UI Label	Field	Type	Default
Number of search results to fetch	`fetch_size`	integer	`5`
API Endpoint	`api_endpoint`	string	`http://api.example.com`
API Request Method	`api_request_method`	`GET` / `POST`	`GET`
API Headers	`api_headers`	string (JSON)	`{"Content-Type": "application/json"}`
API Additional Query Params	`api_additional_query_params`	string (JSON)	`{}`
API Additional Body Params	`api_additional_body_params`	string (JSON)	`{}`
Search Engine Mode	`search_engine_mode`	`standard` / `agent`	`standard`
Requires Scraping	`requires_scraping`	boolean	`false`
Timeout	`timeout`	integer (seconds)	`120`

Search Engine Mode — Controls how the orchestrator AI is prompted to use this engine. Use standard for classic SERP-style endpoints and agent for agent-style endpoints that already do their own search-and-read.
Requires Scraping — Set to true if your endpoint returns only URLs and snippets so the configured Web Page Reader will fetch page content.
Timeout — Per-request timeout. Increase if your endpoint is slow (e.g. agent-style endpoints that do internal browsing).
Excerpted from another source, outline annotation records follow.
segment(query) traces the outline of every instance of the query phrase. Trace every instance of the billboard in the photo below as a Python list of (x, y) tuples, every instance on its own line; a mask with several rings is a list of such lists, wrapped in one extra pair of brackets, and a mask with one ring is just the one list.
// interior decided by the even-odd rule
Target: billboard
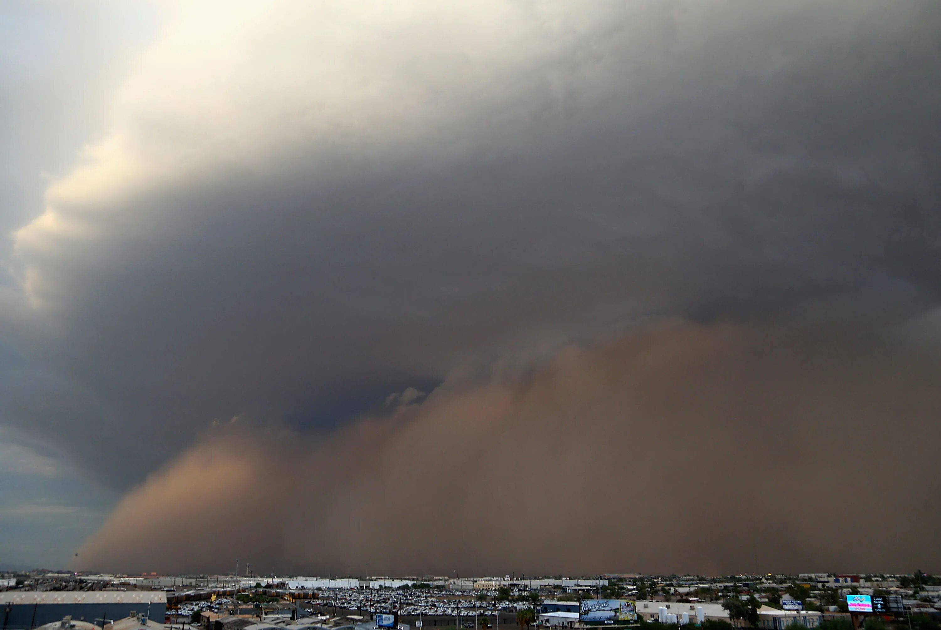
[(899, 595), (872, 595), (872, 612), (877, 615), (901, 615), (905, 611)]
[(847, 595), (846, 607), (850, 612), (872, 612), (872, 597), (870, 595)]
[(582, 600), (579, 618), (582, 622), (636, 622), (637, 606), (633, 600), (585, 599)]

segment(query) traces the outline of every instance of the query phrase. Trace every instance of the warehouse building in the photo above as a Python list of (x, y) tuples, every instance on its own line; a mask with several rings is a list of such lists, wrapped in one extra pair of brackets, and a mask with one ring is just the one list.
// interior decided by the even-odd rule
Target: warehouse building
[(72, 617), (74, 622), (102, 625), (140, 613), (164, 622), (167, 593), (162, 591), (8, 591), (0, 592), (3, 627), (28, 630)]

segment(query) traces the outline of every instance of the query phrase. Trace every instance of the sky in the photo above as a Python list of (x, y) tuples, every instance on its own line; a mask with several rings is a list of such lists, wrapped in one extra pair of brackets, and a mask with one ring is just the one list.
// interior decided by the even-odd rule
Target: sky
[(0, 563), (941, 571), (939, 29), (4, 3)]

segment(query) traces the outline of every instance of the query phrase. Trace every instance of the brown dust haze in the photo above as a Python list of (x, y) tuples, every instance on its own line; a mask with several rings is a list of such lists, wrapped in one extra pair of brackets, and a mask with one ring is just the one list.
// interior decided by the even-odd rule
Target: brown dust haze
[(332, 433), (206, 435), (81, 567), (938, 571), (939, 367), (865, 328), (662, 325)]

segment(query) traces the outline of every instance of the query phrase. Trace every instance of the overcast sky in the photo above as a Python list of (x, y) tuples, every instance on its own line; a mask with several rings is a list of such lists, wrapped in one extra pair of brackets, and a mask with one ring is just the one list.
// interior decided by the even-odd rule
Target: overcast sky
[[(132, 527), (129, 506), (159, 520), (204, 498), (212, 485), (186, 475), (214, 478), (193, 472), (206, 449), (221, 480), (288, 455), (313, 469), (324, 444), (369, 460), (356, 450), (374, 444), (364, 426), (394, 433), (377, 453), (460, 450), (488, 418), (488, 444), (512, 439), (514, 422), (542, 436), (492, 463), (507, 475), (469, 476), (466, 496), (500, 486), (510, 510), (530, 490), (526, 465), (574, 457), (580, 431), (616, 444), (639, 427), (732, 436), (737, 449), (704, 465), (751, 462), (770, 484), (749, 486), (753, 498), (799, 477), (808, 500), (832, 505), (837, 488), (819, 480), (835, 458), (906, 480), (896, 520), (912, 528), (883, 534), (907, 546), (873, 543), (859, 563), (924, 549), (920, 568), (941, 570), (939, 531), (922, 527), (941, 488), (925, 450), (941, 413), (939, 32), (934, 0), (3, 3), (0, 522), (16, 525), (0, 561), (64, 565), (91, 537), (95, 568), (150, 569), (139, 540), (101, 541)], [(538, 384), (559, 373), (582, 386), (547, 405), (553, 389)], [(642, 384), (666, 389), (648, 400)], [(546, 396), (518, 414), (486, 402), (534, 391)], [(699, 413), (676, 407), (687, 399)], [(455, 419), (468, 408), (476, 420)], [(267, 436), (267, 459), (245, 452), (247, 431)], [(912, 450), (841, 442), (884, 431), (912, 436)], [(767, 460), (752, 458), (768, 444), (797, 472), (763, 478)], [(572, 469), (595, 471), (598, 456), (578, 452)], [(416, 489), (446, 491), (392, 459), (349, 493), (421, 516)], [(321, 489), (346, 487), (348, 465)], [(716, 492), (638, 474), (615, 467), (607, 491), (588, 473), (543, 479), (592, 500)], [(270, 490), (246, 480), (245, 493)], [(875, 481), (839, 482), (858, 495)], [(336, 525), (363, 515), (331, 500), (308, 514), (322, 546), (300, 558), (264, 546), (294, 525), (272, 534), (247, 518), (231, 546), (311, 572), (370, 561)], [(751, 514), (755, 544), (789, 518), (756, 515), (745, 496), (721, 505)], [(781, 526), (802, 566), (768, 561), (813, 564), (814, 527), (853, 518), (827, 510)], [(658, 528), (610, 517), (629, 534)], [(713, 525), (687, 537), (701, 557), (684, 570), (751, 569), (741, 562), (755, 554), (717, 543), (727, 523)], [(538, 527), (543, 546), (501, 571), (555, 573), (547, 549), (591, 540), (575, 522)], [(486, 572), (474, 550), (502, 535), (422, 531), (435, 542), (423, 563), (371, 548), (373, 566)], [(387, 546), (418, 544), (406, 539)], [(559, 571), (672, 570), (634, 548), (605, 559), (589, 545)], [(857, 553), (840, 549), (831, 566)], [(223, 570), (231, 552), (161, 570)]]

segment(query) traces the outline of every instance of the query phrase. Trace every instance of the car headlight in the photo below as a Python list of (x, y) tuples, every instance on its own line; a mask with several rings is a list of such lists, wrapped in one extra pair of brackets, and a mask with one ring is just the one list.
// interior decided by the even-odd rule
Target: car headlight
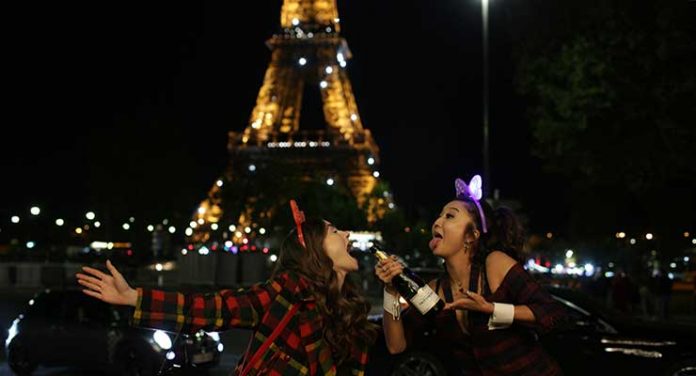
[(152, 339), (155, 340), (157, 346), (161, 347), (162, 350), (169, 350), (172, 348), (172, 339), (169, 338), (167, 333), (161, 330), (155, 331), (155, 334), (152, 335)]
[(7, 338), (5, 339), (5, 348), (10, 346), (10, 342), (12, 342), (12, 339), (17, 336), (17, 324), (19, 323), (19, 319), (15, 319), (15, 321), (12, 322), (12, 326), (10, 326), (10, 329), (7, 330)]
[(216, 342), (220, 342), (220, 334), (218, 332), (206, 332), (206, 334)]

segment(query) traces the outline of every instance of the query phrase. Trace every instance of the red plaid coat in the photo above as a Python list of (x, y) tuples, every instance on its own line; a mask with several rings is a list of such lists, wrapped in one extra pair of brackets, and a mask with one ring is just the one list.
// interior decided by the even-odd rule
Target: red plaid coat
[[(137, 326), (184, 333), (231, 327), (253, 329), (249, 352), (242, 358), (245, 359), (256, 352), (292, 304), (297, 303), (298, 312), (252, 365), (249, 375), (335, 375), (336, 365), (323, 339), (322, 317), (314, 300), (306, 279), (285, 272), (240, 291), (184, 295), (140, 288), (133, 319)], [(353, 356), (341, 368), (346, 367), (352, 375), (363, 375), (367, 350), (367, 344), (355, 344)]]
Platform-side override: when the matching CUSTOM_WEB_SEARCH_API_* environment variable is set, the corresponding field is hidden from the Spaces UI and locked to the env-var value. This lets platform admins fix the endpoint configuration centrally while still allowing space admins to adjust other settings. See Search Engine Setup under Platform / Infrastructure.

When to use it

When the engine you want is not one of the built-ins, or when you have an internal search service (curated content index, document store, vendor API) you want to expose to AI assistants.

Does this engine return content directly?

Engine	Returns content directly	Notes
Google Search	No	The Web Page Reader runs after the search to fetch each page.
Grounding with Bing	Yes (default)	Configurable via Requires Scraping.
Grounding with VertexAI	Yes (default)	Configurable via Requires Scraping.
Brave Search	No (snippets only)	The Web Page Reader runs after the search.
Jina Search	Yes	Markdown content returned per result.
Tavily Search	Yes (in `advanced` depth)	Raw content returned per result.
Firecrawl Search	Yes	Markdown content returned per result.
Customized API Search	Depends on your endpoint	Set Requires Scraping to `true` if your endpoint returns URLs only.